BOSTON — Winning her first national figure skating title where it all began was a bit of symmetry for Gracie Gold. As toddlers, Gold and her twin sister, Carly, took their first steps on the ice in the Boston suburbs where they were born.
From that first skate on a frozen marsh to a gold-medal performance in a packed arena, the journey is far from complete.
"The closer we get to Sochi, the more and more I want to be going for a medal. I think it's a realistic goal, and we'll see what happens," she said.
Gold's win resonated across the country. The day after the victory, her name was the nation's seventh-most-searched term, according to Google trends. Only the Golden Globes and various Hollywood stars were more popular that day.
With such an irresistible name, Gold, 18, has read her share of puns. Asked to write a headline after the national championship, she joked, "I think people can get creative and come up with a new one. Maybe something to do with Gold?"

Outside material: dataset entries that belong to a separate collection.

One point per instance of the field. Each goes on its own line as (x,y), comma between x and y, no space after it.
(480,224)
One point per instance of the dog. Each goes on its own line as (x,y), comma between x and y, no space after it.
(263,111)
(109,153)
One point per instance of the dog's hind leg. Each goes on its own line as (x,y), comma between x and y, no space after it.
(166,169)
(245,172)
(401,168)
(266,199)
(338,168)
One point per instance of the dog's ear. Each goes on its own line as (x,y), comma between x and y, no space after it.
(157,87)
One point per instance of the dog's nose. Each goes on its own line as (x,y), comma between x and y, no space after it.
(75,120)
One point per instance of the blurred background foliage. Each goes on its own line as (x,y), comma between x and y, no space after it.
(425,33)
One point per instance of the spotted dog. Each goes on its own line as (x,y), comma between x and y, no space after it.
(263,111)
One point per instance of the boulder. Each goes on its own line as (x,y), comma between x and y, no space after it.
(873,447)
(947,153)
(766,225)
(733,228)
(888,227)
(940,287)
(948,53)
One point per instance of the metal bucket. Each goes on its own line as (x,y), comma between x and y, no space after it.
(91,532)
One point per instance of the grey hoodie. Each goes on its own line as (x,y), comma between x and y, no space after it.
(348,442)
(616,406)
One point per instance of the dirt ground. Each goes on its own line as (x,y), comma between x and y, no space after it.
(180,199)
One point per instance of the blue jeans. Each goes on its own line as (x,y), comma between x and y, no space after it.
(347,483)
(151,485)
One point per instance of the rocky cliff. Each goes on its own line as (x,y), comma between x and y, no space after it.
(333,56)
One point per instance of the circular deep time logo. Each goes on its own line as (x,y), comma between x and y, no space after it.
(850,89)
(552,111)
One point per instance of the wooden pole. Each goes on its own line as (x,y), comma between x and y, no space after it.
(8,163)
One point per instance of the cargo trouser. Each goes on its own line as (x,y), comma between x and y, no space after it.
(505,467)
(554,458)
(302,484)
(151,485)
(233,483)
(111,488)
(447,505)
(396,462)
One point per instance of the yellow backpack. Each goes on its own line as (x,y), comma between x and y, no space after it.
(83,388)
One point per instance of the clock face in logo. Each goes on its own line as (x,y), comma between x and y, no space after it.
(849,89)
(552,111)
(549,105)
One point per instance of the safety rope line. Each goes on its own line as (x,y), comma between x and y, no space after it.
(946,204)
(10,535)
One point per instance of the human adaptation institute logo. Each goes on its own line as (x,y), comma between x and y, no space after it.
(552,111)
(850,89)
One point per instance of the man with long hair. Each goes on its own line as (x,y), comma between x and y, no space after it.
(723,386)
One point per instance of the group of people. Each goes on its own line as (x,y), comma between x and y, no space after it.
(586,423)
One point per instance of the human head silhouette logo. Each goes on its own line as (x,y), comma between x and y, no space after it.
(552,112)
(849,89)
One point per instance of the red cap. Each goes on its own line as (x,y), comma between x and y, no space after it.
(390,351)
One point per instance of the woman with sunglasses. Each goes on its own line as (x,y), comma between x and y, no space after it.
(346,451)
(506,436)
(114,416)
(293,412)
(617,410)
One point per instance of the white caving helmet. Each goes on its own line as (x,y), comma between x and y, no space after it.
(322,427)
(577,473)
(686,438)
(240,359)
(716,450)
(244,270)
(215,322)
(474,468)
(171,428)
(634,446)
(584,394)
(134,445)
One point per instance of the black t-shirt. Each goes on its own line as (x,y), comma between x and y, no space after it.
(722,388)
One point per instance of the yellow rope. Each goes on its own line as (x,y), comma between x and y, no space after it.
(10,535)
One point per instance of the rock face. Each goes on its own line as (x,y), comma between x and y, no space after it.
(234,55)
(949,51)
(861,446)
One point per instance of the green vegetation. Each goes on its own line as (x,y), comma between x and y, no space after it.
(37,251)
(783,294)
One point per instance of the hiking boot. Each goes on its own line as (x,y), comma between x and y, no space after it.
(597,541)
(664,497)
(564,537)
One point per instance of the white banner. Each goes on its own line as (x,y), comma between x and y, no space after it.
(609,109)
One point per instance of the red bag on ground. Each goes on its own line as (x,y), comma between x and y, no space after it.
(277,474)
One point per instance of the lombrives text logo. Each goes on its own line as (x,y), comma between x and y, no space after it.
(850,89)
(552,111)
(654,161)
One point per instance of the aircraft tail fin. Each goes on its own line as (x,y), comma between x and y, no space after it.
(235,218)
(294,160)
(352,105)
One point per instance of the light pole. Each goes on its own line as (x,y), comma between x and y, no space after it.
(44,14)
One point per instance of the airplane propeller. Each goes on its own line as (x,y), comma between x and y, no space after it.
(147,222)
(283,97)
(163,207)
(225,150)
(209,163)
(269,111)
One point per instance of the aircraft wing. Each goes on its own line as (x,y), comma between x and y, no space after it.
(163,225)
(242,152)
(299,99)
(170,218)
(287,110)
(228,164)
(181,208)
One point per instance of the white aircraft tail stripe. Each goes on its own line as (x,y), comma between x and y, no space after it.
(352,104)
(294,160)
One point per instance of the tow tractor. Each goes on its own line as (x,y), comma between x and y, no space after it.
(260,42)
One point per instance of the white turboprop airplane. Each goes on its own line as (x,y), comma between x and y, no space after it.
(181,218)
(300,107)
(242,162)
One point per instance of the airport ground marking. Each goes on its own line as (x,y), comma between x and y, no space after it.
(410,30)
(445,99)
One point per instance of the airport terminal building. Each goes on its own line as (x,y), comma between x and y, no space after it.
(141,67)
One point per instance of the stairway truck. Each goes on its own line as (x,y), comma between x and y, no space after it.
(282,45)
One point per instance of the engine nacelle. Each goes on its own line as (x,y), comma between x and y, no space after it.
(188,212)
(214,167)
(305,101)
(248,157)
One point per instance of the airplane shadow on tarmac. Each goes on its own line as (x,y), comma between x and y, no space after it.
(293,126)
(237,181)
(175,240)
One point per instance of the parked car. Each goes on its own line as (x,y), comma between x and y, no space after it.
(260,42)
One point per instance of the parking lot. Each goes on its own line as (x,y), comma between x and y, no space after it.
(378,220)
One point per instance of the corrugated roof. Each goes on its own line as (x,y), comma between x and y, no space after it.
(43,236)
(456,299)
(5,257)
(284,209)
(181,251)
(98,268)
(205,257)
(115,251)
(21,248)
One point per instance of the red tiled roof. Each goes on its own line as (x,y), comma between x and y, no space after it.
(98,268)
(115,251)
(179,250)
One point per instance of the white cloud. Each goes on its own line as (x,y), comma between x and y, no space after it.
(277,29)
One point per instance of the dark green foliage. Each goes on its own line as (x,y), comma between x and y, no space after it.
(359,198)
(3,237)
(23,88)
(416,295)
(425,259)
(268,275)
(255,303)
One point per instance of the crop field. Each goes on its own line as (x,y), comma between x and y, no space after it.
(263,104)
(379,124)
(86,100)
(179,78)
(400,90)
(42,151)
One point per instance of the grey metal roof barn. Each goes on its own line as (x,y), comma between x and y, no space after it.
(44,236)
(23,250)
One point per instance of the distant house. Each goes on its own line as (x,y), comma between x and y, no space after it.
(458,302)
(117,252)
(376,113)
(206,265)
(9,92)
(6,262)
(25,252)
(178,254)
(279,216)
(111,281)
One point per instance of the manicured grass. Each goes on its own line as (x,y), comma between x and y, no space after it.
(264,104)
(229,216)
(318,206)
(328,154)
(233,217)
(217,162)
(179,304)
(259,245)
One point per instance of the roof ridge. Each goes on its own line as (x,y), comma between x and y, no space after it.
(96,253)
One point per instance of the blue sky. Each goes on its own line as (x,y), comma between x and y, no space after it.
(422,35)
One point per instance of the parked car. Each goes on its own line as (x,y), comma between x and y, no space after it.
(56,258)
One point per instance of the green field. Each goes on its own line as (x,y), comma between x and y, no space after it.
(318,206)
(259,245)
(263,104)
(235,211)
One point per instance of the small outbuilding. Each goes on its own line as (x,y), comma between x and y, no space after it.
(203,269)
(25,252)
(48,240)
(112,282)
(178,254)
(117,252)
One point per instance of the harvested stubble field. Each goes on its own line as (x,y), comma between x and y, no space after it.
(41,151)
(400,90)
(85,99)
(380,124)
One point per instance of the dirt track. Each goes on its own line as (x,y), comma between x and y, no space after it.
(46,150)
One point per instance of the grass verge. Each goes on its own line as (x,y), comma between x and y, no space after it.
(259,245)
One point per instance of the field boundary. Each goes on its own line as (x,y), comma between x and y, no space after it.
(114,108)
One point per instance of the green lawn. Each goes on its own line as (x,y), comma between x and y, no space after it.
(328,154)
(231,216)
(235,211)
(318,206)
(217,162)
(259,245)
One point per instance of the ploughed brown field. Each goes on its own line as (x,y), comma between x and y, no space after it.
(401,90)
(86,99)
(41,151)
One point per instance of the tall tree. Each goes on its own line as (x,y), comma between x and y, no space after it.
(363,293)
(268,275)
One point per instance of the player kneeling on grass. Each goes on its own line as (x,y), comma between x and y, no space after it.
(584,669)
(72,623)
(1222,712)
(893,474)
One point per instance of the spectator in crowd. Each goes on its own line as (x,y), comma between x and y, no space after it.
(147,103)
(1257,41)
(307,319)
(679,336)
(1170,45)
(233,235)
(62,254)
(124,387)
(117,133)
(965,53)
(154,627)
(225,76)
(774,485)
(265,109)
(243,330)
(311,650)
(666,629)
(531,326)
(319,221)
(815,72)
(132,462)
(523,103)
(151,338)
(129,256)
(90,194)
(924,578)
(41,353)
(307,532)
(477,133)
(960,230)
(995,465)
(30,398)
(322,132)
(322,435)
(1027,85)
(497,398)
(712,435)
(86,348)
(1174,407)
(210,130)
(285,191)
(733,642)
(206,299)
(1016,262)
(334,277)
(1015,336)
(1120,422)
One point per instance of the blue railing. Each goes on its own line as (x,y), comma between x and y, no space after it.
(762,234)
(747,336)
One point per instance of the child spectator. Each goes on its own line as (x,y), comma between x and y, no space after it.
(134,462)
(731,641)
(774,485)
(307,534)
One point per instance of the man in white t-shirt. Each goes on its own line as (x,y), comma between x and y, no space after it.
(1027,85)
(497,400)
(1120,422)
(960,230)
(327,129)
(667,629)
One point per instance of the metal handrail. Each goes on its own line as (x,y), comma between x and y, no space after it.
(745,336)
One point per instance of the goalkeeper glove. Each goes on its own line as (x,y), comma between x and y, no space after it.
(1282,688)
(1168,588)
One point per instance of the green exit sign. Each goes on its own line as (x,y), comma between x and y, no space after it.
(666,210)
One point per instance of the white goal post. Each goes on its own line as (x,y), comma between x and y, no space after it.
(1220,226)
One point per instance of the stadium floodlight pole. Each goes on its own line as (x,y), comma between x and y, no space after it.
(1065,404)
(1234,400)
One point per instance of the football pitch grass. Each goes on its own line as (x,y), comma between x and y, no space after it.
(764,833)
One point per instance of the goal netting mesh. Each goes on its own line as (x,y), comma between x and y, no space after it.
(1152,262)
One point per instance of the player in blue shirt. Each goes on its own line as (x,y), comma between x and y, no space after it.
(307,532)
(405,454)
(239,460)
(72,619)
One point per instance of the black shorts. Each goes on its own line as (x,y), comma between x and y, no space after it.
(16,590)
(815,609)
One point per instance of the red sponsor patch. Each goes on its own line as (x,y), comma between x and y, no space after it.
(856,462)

Her suggestion: "Grace Gets Gold."
A natural jumper, Gold's artistry has improved since moving to Los Angeles to work with Frank Carroll in September. After Gold finished fourth at the NHK Trophy in Japan in November, Carroll suggested changing her short program from Three Preludes to Grieg's Piano Concerto. Carroll, who began coaching Gold well after her programs had been in place, thought the music was too jazzy and modern for the judges, Gold said. Working with noted choreographer Lori Nichol added a level of sophistication to her program.
The move to California with mother, Denise, her sister, also a senior-level skater, and their Japanese Chin, Yoshi, was the latest in pursuit of her Olympic dream.
After moving from the Boston area when she was 5, Gold spent most of her childhood in Springfield, Ill. but left after her freshman year of high school to train in the Chicago area.
All the upheaval, including the move to California, paid off. "It's kind of everything that I dreamed of," she said, with a gold medal around her neck. "It's almost too good to be true."